Last month, CEPR looked at  state-by-state employment growth in the first two months of 2014, highlighting these 13 minimum wage-raising states for easy comparison. Using new employment data from the BLS , we can now update these figures with data from the month of March.
Below, the chart shows the percentage change in employment for each state. The baseline is the average of the October, November, and December 2013 employment figures, which were measured against the average employment level for 2014 (January, February, and March). Overall, the findings are even more positive than last month’s employment figures. We see, again, little to no evidence for the claim that raising the minimum wage threatens job creation efforts.
Of the 13 states that increased their minimum wage in early 2014, all but 2 have seen a gain in employment since, and half of the 10 fastest-growing states by employment were among this group of minimum wage raisers. Interestingly, 10 of these 13 states were above the median level of employment change over this period. The average change in employment for the 13 states that increased their minimum wage was +0.61%, while for the remaining states (all of which did not change their minimum wage) the average employment change was +0.27%.
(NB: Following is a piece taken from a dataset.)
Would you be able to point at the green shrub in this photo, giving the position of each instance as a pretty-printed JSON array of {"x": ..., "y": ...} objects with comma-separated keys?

Again, it is worth noting that these findings are not dispositive, given the nature of the data and the simplicity of the analysis. Still, these findings complicate one of the major arguments used against raising the minimum wage. Even among the states, which face a greater risk of ‘race-to-the-bottom’ dynamics, we do not see evidence for the purported reduction/stagnation in employment growth.
Note: All data taken from the BLS: “Regional and State Employment and Unemployment (Monthly),” Table 5, seasonally adjusted.